Konten Lokal Menggebrak, Film AI Nusantara Meraih Penghargaan Cannes

Aa1wed58
Aa1wed58

Film Indonesia Mulai Menyaingi Drakor di Pasar Global

Film Indonesia kian menunjukkan kekuatannya di pasar global maupun domestik. Konten lokal mulai memperlihatkan popularitas yang setara dengan drama Korea Selatan (drakor) di berbagai platform streaming video. Salah satu contohnya adalah film AI berjudul Nusantara: Gajah Mada, yang berhasil meraih penghargaan di Festival Film Cannes 2025.

Film AI yang diproduksi oleh Neyra Vision ini mendapatkan anugerah Film Dokumenter Terbaik di Festival Film Internasional AI selama ajang Cannes. Berdasarkan kisah nyata, film ini mengangkat perjalanan epik tokoh legendaris Indonesia, Gajah Mada, yang dikenal sebagai pahlawan yang mempersatukan nusantara.

“Film ini dibuat dengan kekuatan AI, memadukan sejarah, mitos, semangat, dan ketangguhan Indonesia kuno,” demikian dikutip dari saluran YouTube Neyra Vision.
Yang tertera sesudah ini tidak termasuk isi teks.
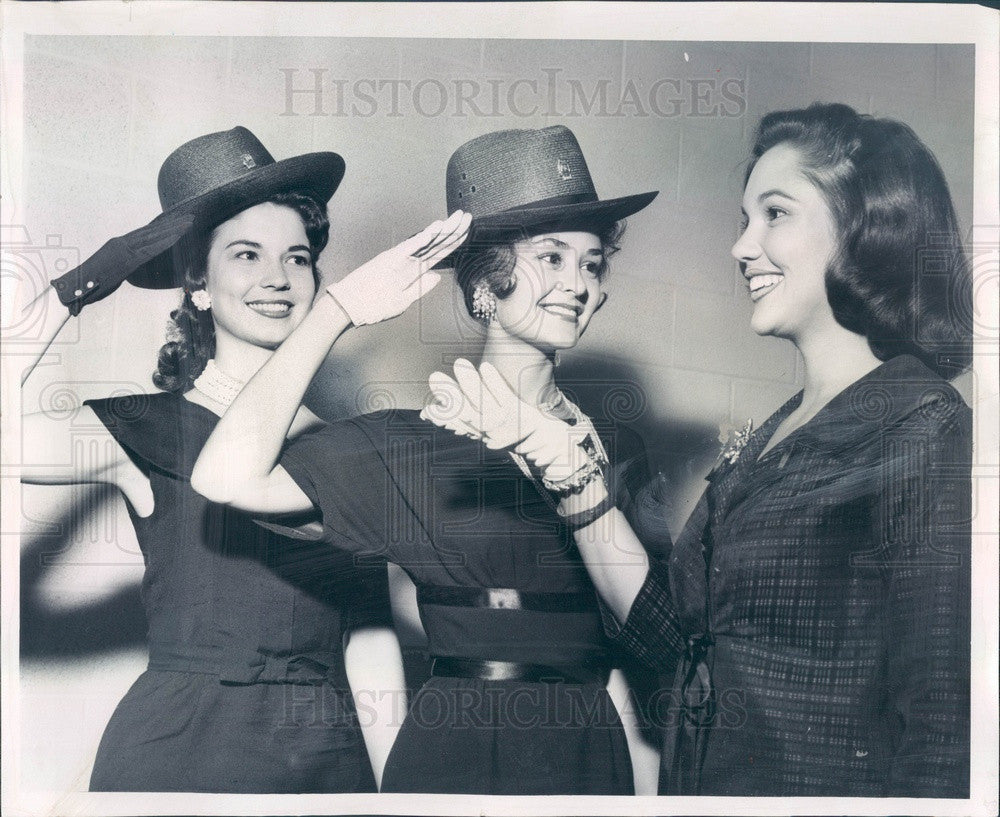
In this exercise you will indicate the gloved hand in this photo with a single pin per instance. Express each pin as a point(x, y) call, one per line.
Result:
point(106, 269)
point(480, 404)
point(385, 286)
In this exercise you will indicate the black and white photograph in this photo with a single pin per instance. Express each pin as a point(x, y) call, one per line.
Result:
point(500, 408)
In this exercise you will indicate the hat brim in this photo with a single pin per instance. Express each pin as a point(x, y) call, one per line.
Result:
point(523, 222)
point(315, 174)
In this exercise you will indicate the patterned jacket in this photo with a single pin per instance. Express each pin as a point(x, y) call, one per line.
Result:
point(820, 600)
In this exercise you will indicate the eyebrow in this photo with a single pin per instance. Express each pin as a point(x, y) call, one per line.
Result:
point(564, 245)
point(775, 192)
point(255, 245)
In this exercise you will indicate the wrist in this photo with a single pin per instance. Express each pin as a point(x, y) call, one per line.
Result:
point(592, 495)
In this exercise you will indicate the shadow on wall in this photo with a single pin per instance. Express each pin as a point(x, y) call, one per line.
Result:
point(677, 450)
point(116, 622)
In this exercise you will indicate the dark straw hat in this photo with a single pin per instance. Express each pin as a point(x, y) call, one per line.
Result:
point(220, 174)
point(516, 181)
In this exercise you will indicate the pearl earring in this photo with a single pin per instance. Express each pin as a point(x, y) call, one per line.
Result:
point(484, 303)
point(201, 300)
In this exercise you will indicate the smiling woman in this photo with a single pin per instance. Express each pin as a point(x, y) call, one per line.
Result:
point(238, 616)
point(525, 693)
point(816, 605)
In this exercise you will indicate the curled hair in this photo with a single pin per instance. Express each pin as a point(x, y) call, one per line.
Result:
point(493, 261)
point(899, 275)
point(190, 331)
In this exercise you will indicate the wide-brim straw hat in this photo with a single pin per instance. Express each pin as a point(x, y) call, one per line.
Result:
point(214, 177)
point(515, 183)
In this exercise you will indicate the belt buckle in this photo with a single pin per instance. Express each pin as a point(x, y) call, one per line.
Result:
point(503, 598)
Neyra Vision merupakan studio film AI yang menggabungkan kecerdasan buatan, pembuatan film, dan pendidikan untuk membangun ekosistem kreatif berkelanjutan. Tujuan utamanya adalah membantu mewujudkan visi Indonesia Emas 2045.

Pertumbuhan Konten Lokal di Asia Tenggara

Konten serial drama maupun film Indonesia juga mulai menyamai popularitas drakor di aplikasi streaming seperti Netflix, VIU, hingga Vidio. Laporan terbaru dari Media Partners Asia (MPA) melalui platform pengukurannya, AMPD, menunjukkan bahwa langganan video on demand (VOD) premium di Asia Tenggara tumbuh sebesar 19% secara tahunan (year on year), mencapai lebih dari 61 juta pelanggan berbayar di Indonesia, Thailand, Filipina, Malaysia, dan Singapura.

Perubahan terbesar terjadi pada pola konsumsi konten. Untuk pertama kalinya, pada kuartal IV 2025, konten lokal Indonesia mencapai tingkat penonton yang setara dengan drakor di layanan streaming premium. Keduanya masing-masing mencatat pangsa sekitar 30% dari total penonton, dengan jangkauan mencapai 47%–48% pengguna.

Pencapaian ini menandai pergeseran struktural dalam preferensi penonton di Asia Tenggara, sekaligus menunjukkan meningkatnya daya tarik cerita lokal. Beberapa konten orisinal Indonesia bahkan masuk daftar tayangan paling banyak ditonton, terutama melalui platform Vidio. Tren ini memperlihatkan kekuatan komersial penceritaan domestik dalam mendorong pertumbuhan pelanggan dan keterlibatan pengguna.

Peran Konten Lokal dalam Industri Streaming

Analis utama MPA, Dhivya T, menyebut fenomena ini sebagai perubahan besar dalam industri streaming di Asia Tenggara. Menurut dia, meskipun drakor masih menjadi daya tarik utama di kawasan tersebut, produksi lokal kini memainkan peran yang jauh lebih penting dalam menarik pelanggan baru dan meningkatkan loyalitas penonton.

Indonesia menjadi contoh paling menonjol, karena judul lokal mampu bersaing langsung dengan drakor puncak peringkat layanan streaming premium. Indonesia menjadi pasar terbesar dan pendorong utama pertumbuhan streaming Asia Tenggara sepanjang 2025.

Jumlah pelanggan layanan premium mencapai 26,9 juta, menyumbang sebagian besar pelanggan baru dan total jam menonton di kawasan. Pertumbuhan ini didukung oleh berbagai platform global dan regional, termasuk Netflix, Viu, Vidio, dan iQIYI.

Era Baru Industri Hiburan Global

Kenaikan popularitas konten lokal Indonesia menjadi sorotan utama, karena menandai perubahan preferensi penonton regional dari dominasi konten impor menuju produksi domestik. Kinerja konten Indonesia yang mampu menyamai drakor menunjukkan kematangan industri kreatif nasional, mulai dari kualitas produksi hingga distribusi digital.

Perubahan itu menandai era baru industri streaming Asia Tenggara, di mana konten lokal semakin berperan sebagai pendorong utama pertumbuhan pasar. Jika tren ini berlanjut, Indonesia berpotensi menjadi pusat produksi konten digital terbesar di kawasan sekaligus pemain penting dalam industri hiburan global.